We start a daily mysqldump on 21:00 CET. This worked for ~ 1 year without any issues.
Last night (18th of FEB), the following issue happend at 21:00 (9 p.m.):
- mysqldump starts on Node 1 with the following parameters:
mysqldump -uroot -p --create-options {DATABASE_NAME}-f
- simultaneously, the following query did not complete on Node 1 and remains with the state "sql end" on the server:
INSERT INTO ` {DBNAME}`.`{TABLE_NAME}` (isin, date, count )\n VALUES ('XXXX12345', CURDATE() , 1 )\n ON DUPLICATE KEY UPDATE count=count+1
* full mysqldump on Node 1 completed with a duration of only a minute without any issues like every day, dumps are valid and complete
* new incoming connections on Node 1 try to access the same table, but are waiting in state "Waiting for table level lock"
INSERT INTO `{DBNAME}`.`
{TABLE_NAME}` (isin, date, count )\n VALUES ('YYYY67890', CURDATE() , 1 )\n ON DUPLICATE KEY UPDATE count=count+1
- INSERT/UPDATE statements on the same table on Node 2/3 do also not complete. Sessions are haning with similar statements in states "update" and "query end", first sessions appeared on 21:00
- Number of connections increases on all 3 nodes, since all nodes are waiting for first INSERT statement on Node 1 to complete, therefore replication stopped.

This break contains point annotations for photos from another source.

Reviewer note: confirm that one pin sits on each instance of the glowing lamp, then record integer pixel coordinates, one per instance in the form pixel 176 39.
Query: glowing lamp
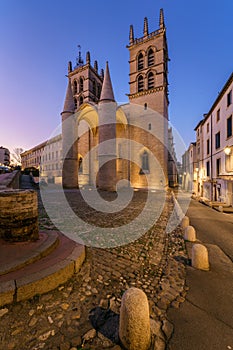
pixel 227 150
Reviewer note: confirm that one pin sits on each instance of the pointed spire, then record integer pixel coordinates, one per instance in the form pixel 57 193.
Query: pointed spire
pixel 88 57
pixel 69 67
pixel 96 66
pixel 145 30
pixel 161 19
pixel 107 90
pixel 131 35
pixel 69 105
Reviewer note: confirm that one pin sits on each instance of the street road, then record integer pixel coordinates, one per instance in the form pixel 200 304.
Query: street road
pixel 212 226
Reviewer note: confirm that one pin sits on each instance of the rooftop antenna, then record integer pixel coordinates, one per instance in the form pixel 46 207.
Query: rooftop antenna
pixel 79 60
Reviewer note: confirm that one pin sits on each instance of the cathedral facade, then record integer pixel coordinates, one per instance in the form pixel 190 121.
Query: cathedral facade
pixel 110 145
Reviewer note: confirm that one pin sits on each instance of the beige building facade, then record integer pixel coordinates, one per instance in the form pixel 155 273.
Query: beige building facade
pixel 214 149
pixel 4 156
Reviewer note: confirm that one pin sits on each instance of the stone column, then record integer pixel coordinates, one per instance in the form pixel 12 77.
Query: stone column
pixel 69 151
pixel 107 150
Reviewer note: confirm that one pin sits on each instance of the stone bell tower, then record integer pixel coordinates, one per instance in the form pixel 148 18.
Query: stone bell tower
pixel 148 68
pixel 149 88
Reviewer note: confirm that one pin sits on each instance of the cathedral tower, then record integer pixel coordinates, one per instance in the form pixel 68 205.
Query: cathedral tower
pixel 86 81
pixel 148 68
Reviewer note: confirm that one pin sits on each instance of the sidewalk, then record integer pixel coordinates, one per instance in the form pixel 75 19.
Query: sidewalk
pixel 205 319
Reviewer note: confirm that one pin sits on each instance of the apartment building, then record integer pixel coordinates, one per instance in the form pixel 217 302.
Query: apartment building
pixel 214 149
pixel 4 156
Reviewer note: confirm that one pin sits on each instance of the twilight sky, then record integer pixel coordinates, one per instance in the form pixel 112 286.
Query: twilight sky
pixel 38 38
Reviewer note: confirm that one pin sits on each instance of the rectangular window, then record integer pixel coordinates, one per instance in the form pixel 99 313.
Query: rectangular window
pixel 218 115
pixel 217 140
pixel 218 166
pixel 208 168
pixel 208 146
pixel 229 126
pixel 229 98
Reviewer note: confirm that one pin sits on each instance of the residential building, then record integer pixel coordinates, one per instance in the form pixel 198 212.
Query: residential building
pixel 190 169
pixel 214 135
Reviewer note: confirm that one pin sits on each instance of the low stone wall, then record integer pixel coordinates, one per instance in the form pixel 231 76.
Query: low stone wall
pixel 18 215
pixel 10 180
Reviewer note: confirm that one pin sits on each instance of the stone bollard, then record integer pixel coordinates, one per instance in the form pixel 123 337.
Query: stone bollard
pixel 134 329
pixel 200 258
pixel 190 234
pixel 184 222
pixel 18 215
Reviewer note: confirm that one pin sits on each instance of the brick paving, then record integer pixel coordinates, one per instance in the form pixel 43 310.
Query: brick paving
pixel 67 318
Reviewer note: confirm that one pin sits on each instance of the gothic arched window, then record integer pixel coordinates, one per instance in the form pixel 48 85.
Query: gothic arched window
pixel 140 83
pixel 80 100
pixel 75 87
pixel 151 80
pixel 80 84
pixel 140 61
pixel 94 87
pixel 145 162
pixel 80 164
pixel 151 58
pixel 75 103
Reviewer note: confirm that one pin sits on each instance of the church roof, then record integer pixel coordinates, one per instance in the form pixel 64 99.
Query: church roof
pixel 69 105
pixel 107 90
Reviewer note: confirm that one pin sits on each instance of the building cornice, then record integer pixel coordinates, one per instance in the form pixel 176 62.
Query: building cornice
pixel 145 92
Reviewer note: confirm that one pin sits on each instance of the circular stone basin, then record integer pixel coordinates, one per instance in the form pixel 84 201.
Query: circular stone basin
pixel 18 215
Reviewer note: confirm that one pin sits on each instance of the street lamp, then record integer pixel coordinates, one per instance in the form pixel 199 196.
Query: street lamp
pixel 227 150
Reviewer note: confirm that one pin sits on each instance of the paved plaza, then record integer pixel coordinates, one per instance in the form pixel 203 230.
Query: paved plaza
pixel 84 312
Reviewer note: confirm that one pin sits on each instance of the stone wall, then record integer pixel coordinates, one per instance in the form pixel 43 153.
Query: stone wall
pixel 18 215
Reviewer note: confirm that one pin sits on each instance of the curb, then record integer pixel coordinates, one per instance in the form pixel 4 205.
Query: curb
pixel 43 281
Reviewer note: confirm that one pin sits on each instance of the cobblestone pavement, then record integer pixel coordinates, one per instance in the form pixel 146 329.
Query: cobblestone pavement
pixel 84 313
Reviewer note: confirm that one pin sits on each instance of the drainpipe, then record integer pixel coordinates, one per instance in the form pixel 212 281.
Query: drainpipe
pixel 211 155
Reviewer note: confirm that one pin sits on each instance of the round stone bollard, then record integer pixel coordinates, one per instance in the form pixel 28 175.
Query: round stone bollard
pixel 18 215
pixel 134 329
pixel 184 222
pixel 200 259
pixel 190 234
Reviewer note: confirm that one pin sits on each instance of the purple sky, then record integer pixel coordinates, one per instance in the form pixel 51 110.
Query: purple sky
pixel 38 38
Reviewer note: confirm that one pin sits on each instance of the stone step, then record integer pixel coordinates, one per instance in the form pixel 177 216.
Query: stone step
pixel 43 275
pixel 16 255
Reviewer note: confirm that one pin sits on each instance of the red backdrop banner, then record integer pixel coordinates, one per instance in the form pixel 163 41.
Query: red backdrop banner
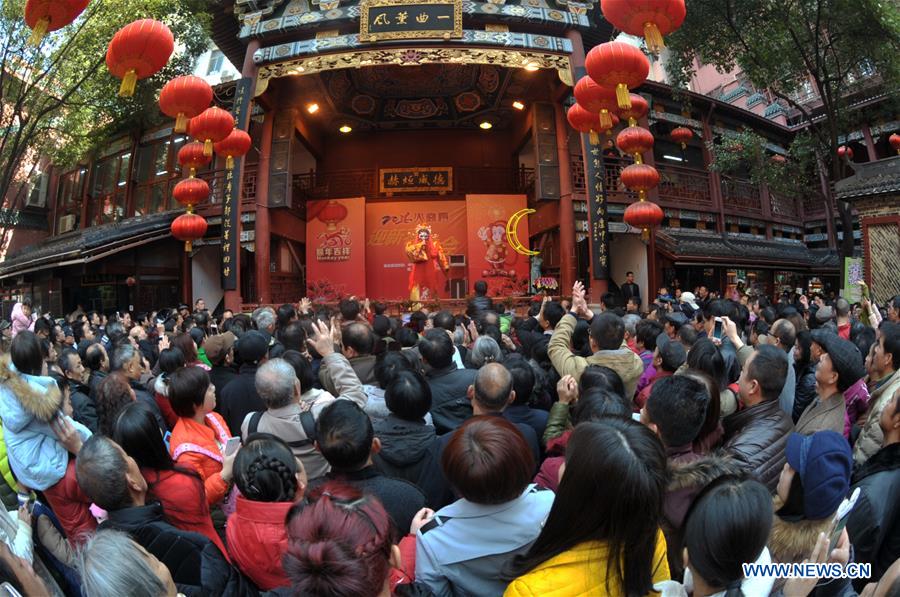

- Nodes 2 and 3 ran out of free connections and resources at ~ 21:10
- INSERT statement on Node 1 could not be killed, whole Cluster needed to be shut down and restarted
- Errorlogs do not show any issues until the high amount of connections leads to service unavailability
- Nodes did not write any Core Dumps
- This Incident is (hopefully) not reproducable, as already mentioned the cluster ran wihtout any issues about a year, the mysqldump is made every day at the same time.